Ghost Wolf

(For the Para Kindred Blog Hop)
By E.S. Wynn


“Laedyr–“
My chesnari puts his fingers to his lips in a silent gesture, points. My eyes follow, linger in the white and dark of snow and ice clinging to fallen branches. At first I don't see it, and then–
Then it moves.
White on white, fur and snow. My hand draws the bowstring in a single, reflexive movement, hesitates only as Laedyr reaches out, catches me, keeps my fingers from releasing the arrow. My eyes dart for his, find them, see something that comes as close to fear as anything I've ever seen in his stare.
Ghost wolf, he signs, and I feel a shiver in my shoulders, in the fine hairs at the back of my neck. I know the stories, the legends. Ghost wolf. White wolves, or rather the spirits of white wolves, subtly different in appearance from the wolves we hunt sometimes in the snow. Slowly, I release the tension on the string, lower the bow, hold the arrow loosely. In every story I've ever heard about ghost wolves, they come as omens. To shoot one is to waste an arrow– they are spirits, it is said, something akin to dehara, and everyone who has ever shot at one has seen his arrow pass effortlessly through, as if the wolf itself were made of nothing but air.
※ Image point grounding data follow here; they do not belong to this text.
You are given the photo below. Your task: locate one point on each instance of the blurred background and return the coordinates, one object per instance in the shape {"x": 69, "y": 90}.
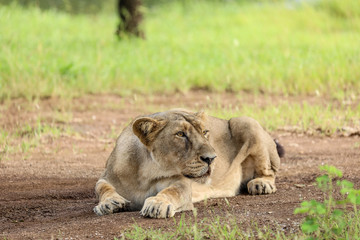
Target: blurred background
{"x": 289, "y": 47}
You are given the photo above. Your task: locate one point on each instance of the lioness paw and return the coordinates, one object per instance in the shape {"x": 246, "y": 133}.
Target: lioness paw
{"x": 155, "y": 207}
{"x": 259, "y": 186}
{"x": 111, "y": 205}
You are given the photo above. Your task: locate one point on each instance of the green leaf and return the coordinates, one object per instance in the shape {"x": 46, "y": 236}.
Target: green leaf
{"x": 323, "y": 181}
{"x": 320, "y": 209}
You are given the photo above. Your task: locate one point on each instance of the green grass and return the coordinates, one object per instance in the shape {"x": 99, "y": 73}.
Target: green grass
{"x": 329, "y": 219}
{"x": 272, "y": 48}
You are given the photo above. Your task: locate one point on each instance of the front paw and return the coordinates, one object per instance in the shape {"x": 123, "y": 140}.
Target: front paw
{"x": 155, "y": 207}
{"x": 111, "y": 205}
{"x": 259, "y": 186}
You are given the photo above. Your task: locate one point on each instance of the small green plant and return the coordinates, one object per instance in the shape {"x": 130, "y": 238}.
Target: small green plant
{"x": 332, "y": 219}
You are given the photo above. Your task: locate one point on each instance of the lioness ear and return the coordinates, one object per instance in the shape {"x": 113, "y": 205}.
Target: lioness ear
{"x": 146, "y": 129}
{"x": 201, "y": 115}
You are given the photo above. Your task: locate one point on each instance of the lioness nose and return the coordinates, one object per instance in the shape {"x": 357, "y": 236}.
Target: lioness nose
{"x": 208, "y": 158}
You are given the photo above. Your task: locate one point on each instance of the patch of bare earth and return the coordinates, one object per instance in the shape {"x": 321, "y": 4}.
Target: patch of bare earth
{"x": 48, "y": 191}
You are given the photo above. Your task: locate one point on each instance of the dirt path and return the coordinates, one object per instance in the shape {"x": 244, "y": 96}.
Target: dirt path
{"x": 48, "y": 192}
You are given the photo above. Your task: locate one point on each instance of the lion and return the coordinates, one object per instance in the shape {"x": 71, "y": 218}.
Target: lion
{"x": 164, "y": 162}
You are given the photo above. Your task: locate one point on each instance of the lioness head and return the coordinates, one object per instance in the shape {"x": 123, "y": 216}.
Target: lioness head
{"x": 177, "y": 140}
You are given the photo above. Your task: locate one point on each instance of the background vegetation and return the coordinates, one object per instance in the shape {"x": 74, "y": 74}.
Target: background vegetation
{"x": 275, "y": 47}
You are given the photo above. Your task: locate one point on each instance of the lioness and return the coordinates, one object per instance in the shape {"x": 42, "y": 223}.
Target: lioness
{"x": 164, "y": 162}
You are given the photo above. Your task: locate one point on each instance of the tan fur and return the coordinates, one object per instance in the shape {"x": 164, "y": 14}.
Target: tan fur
{"x": 162, "y": 163}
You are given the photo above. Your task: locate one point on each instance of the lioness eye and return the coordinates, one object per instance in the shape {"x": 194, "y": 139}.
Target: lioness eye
{"x": 180, "y": 134}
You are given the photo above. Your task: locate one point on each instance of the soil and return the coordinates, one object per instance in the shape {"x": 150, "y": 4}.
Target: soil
{"x": 48, "y": 191}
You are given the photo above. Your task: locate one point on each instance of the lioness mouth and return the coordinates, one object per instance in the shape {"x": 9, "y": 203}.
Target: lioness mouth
{"x": 206, "y": 174}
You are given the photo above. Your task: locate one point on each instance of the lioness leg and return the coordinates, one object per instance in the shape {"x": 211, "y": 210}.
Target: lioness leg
{"x": 109, "y": 200}
{"x": 266, "y": 163}
{"x": 175, "y": 198}
{"x": 261, "y": 158}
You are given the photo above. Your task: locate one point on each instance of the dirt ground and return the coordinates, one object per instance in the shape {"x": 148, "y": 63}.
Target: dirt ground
{"x": 48, "y": 192}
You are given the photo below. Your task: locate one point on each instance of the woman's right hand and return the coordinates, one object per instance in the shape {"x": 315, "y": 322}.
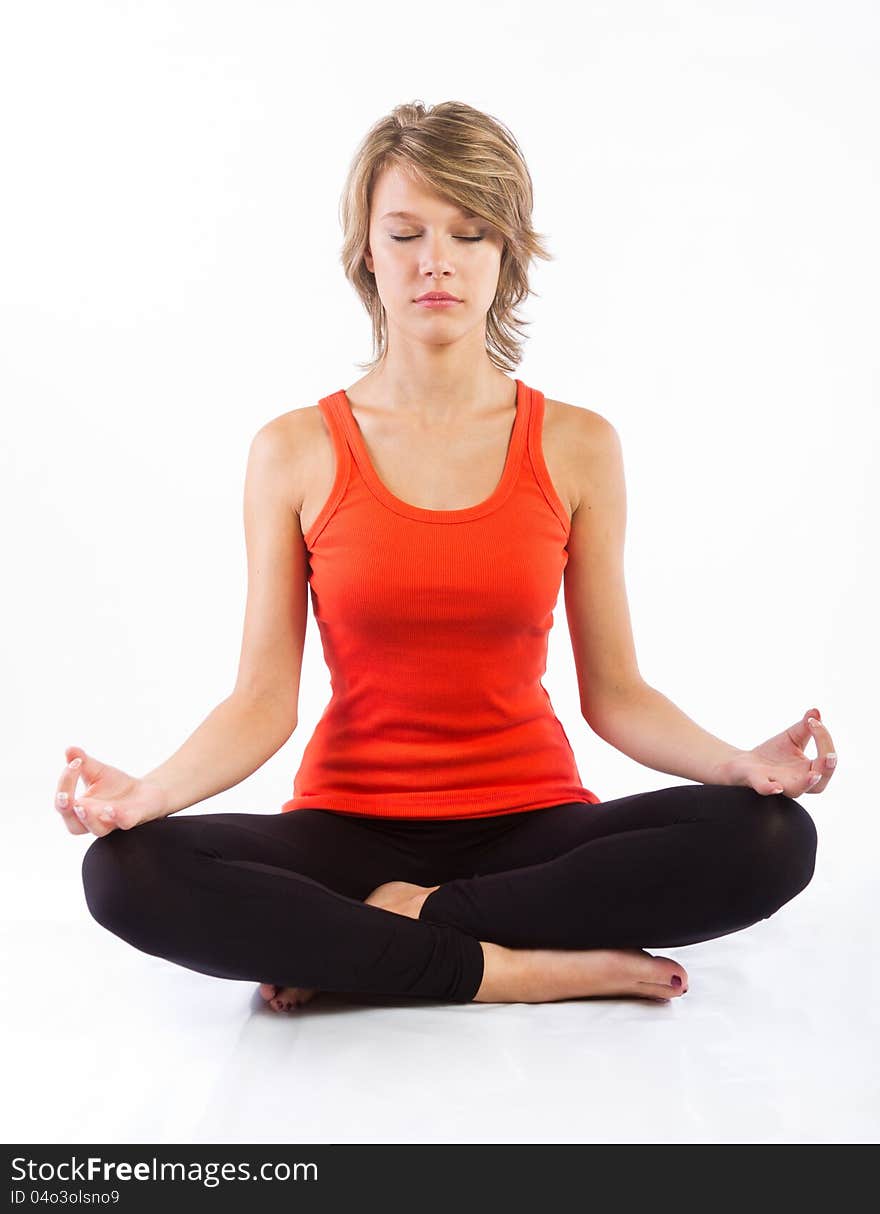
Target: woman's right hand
{"x": 112, "y": 799}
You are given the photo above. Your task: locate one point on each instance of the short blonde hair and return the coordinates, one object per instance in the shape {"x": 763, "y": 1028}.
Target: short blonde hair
{"x": 472, "y": 160}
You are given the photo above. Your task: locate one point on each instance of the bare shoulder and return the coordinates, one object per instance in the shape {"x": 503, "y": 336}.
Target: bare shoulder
{"x": 304, "y": 442}
{"x": 574, "y": 437}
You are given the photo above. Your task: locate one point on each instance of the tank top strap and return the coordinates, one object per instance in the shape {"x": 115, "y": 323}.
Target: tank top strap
{"x": 329, "y": 407}
{"x": 537, "y": 461}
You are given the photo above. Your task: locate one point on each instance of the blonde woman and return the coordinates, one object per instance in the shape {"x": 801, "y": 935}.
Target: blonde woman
{"x": 440, "y": 843}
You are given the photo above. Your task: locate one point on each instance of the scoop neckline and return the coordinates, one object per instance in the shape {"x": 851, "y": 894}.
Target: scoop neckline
{"x": 500, "y": 493}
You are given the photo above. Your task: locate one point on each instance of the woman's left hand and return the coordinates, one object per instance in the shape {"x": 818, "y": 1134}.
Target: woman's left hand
{"x": 779, "y": 765}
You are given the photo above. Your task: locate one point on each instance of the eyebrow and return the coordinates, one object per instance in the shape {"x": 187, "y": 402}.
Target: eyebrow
{"x": 408, "y": 215}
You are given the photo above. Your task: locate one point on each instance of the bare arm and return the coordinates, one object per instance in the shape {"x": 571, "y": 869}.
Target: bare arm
{"x": 617, "y": 703}
{"x": 251, "y": 724}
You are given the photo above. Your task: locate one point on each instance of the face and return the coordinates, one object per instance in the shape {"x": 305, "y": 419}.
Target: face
{"x": 436, "y": 247}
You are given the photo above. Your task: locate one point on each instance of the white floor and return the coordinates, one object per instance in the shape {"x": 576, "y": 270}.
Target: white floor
{"x": 776, "y": 1042}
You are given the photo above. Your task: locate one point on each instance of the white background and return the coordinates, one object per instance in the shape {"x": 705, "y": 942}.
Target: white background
{"x": 707, "y": 179}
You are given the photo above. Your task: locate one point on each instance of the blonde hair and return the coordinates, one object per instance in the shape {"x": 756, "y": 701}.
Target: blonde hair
{"x": 473, "y": 162}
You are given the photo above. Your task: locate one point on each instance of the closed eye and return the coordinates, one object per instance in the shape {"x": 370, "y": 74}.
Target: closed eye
{"x": 454, "y": 238}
In the pause, we watch the wolf, and after a moment, it turns, watches us. Laedyr reaches for my hand, touches skin, but I don't reach back. My lips drift, just slightly. The ghost wolf's eyes shine with an intelligence and empathy that seems almost harish, almost as if it can read my thoughts, and for a moment, I find myself uttering a quiet prayer. When the last word leaves my mouth, the ghost wolf raises its head slightly, sniffs the air, then turns again and is gone. It is an omen, Laedyr signs, shivering with the cold, with the vision, with reverence. I nod, reach out, touch his face in a soft, tender gesture.
“An omen,” I whisper. “We have been blessed.”
For it is said that once, long ago, such spirit wolves walked among the wraeththu. I remember the words from one of the stories, my eyes rising again, lingering in the snow where the ghost wolf had stood only moments before. Even now, they watch over us, watch over the hara of the north, waiting, perhaps.
Waiting for the day to return, the day when they will walk among our kind again.